Visualizing and presenting data
What are data?
We will be mostly concerned here with data that is a number, or numbers, that describe some feature(s) we are measuring. The most typical situation is when we have a set of subjects \( 1, 2, 3, \dots, n \) and we measure a quantity \(x\) for each subject. We will call these numbers \( x_1, x_2, \dots, x_n \). In this case we speak of a data set \( \{x_1, x_2, \dots, x_n\} \) describing the group. For example, we might have a group of people, and we measure a systolic blood pressure (sbp) reading for each of them. Blood pressures are generally measured in units of mmHg or millimeters of mercury, which is a standard of pressure.
In this case the data set might look like:
Subject No. | Name | Blood Pressure (mmHg) |
---|---|---|
1 | Sally E | \(x_1 = 108\) |
2 | Bob J | \(x_2 = 126\) |
⋮ | ⋮ | ⋮ |
n | Steve W | \(x_n = 118\) |
The first thing to do with any data set is: look at it! This may seem obvious, but it is surprising how often this is not done, with serious consequences.
How to look at data
Dot Plot In the case where the data set is small to middling, say \( n < 100 \), the most important visualization is the dot plot: we simply plot the data values as points on a single axis (horizontal or vertical).
Horizontal/Vertical dot plot
In this chapter, we will use the horizontal presentation, but in later chapters, when we are comparing several groups, we will use the vertical presentation.
When the data set gets larger than 20 or so, there is a real chance that data points might overlap, giving us a misleading picture of the data. Consider the four different data sets. If the data set is small \(n = 10\) (first row) there is no problem with the dot plot, and it shows the data nicely. For \(n = 20\) (second row) there is already some overlapping of data points: only 17 dots can be seen; the other 3 are overlapped. By the time \(n = 50\) (third row) the degree of overlap is substantial, so the plot mis-represents the data, and when \(n = 100\) (bottom row) the mis- representation is much worse.
For these larger data sets, we need a method for preventing overlap of the data points.
Dot plots for 4 different data sets of increasing size. Note the overlap of data points in the larger sets
Jitter One is the use of “jitter”. Since the data is one-dimensional, we can use the second dimension of the page to spread the data out. We create a fictitious second axis, and then add a small random quantity to each data point in this (meaningless) axis. This separates equal or close data points so they don’t overlap. The additional fictitious axis is meaningless.
Dot plots with jitter for 4 different data sets of increasing size. Note the overlap of data points in the larger sets
Beeswarm A variant of the jitter plot is the “beeswarm” plot. Here, when data points would otherwise overlap, we use a fixed spacing in the fictitious axis to offset each data point.
Dotplot ⇝ Beeswarm Plot
Looking at the three forms of presentation, it is clear that the simple dot plot is fine for small data sets, but that for larger ones, say n > 20, the beeeswarm plot gives the best picture of the data.

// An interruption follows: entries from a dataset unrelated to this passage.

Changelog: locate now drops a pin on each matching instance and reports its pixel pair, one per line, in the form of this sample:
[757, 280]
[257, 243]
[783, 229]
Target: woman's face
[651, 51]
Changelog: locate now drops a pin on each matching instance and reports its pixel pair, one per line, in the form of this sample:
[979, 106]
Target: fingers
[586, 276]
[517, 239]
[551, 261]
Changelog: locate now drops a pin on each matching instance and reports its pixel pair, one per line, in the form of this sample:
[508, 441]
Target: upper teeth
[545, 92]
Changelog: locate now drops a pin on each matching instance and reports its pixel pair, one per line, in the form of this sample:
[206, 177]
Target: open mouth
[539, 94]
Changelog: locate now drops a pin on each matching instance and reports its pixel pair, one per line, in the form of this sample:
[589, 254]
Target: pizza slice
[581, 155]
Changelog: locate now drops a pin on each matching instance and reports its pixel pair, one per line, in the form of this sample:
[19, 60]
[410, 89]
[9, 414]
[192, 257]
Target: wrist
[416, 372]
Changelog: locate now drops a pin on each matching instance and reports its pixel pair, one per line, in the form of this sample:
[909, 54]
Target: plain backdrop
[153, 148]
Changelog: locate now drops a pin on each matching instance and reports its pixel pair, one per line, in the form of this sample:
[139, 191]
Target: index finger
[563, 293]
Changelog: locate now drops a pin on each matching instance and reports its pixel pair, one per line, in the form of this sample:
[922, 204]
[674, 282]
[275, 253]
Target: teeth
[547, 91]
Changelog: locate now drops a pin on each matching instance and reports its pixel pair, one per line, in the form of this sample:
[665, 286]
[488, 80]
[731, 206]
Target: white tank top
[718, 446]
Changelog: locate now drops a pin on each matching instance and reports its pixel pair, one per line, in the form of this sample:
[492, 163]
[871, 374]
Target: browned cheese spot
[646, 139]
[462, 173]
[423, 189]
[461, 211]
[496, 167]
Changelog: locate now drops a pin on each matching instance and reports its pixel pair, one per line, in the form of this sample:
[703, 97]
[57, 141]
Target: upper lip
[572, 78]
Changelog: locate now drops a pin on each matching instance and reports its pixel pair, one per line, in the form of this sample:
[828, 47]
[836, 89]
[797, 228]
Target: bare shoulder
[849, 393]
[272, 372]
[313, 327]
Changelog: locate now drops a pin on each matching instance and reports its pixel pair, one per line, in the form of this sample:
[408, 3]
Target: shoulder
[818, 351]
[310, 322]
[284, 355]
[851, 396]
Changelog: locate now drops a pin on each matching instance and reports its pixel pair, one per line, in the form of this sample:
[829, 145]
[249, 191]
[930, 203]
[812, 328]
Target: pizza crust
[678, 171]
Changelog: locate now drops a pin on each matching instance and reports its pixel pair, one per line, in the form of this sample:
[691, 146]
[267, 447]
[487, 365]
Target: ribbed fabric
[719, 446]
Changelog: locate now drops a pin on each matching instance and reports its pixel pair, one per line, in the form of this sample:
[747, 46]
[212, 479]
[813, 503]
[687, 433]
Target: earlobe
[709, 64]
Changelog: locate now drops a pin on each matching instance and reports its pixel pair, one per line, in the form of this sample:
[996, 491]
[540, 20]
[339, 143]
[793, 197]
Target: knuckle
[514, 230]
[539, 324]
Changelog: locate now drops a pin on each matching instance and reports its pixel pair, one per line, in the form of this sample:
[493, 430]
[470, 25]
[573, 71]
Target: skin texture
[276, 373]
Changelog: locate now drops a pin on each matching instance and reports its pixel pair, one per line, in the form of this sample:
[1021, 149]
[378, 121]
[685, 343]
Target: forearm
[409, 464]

What to look for in a data plot
The first and most important step in the analysis of the data is to look at the visual presentation. The true picture of the data set is its distribution, and we must always begin by looking at and see what it is trying to tell us. Some important features to look for are:
Bunching up of data (symmetry vs. skew) Are the data fairly uniformly distributed over their range, or do they bunch up? If they do bunch up, are the preferred values in the middle, making the distribution fairly symmetric? Or do they bunch up on the left, which is called skewed to the right, or bunch up on the right, which is called skewed to the left? (Think of the term skew as meaning sticking out asymmetrically, so if the data are bunched to the left, the distribution is sticking out asymmetrically to the right.)
Skewed Left/Right
Outliers Are all the data in the same general range, or are there some points that are “way off” from the others? These points are often called “outliers”.
Outliers
Subgroups Are there noticeable gaps between bunches of data? In other words, does the data set seem to group into distinct subgroups, like a low group and a high group? Or does it seem to be continuously varying, with no noticeable gaps?
Subgroups
Later on, we learn methods for turning all these visual impressions into precise mathematical concepts. But it will always be true that the visual impression is the first step.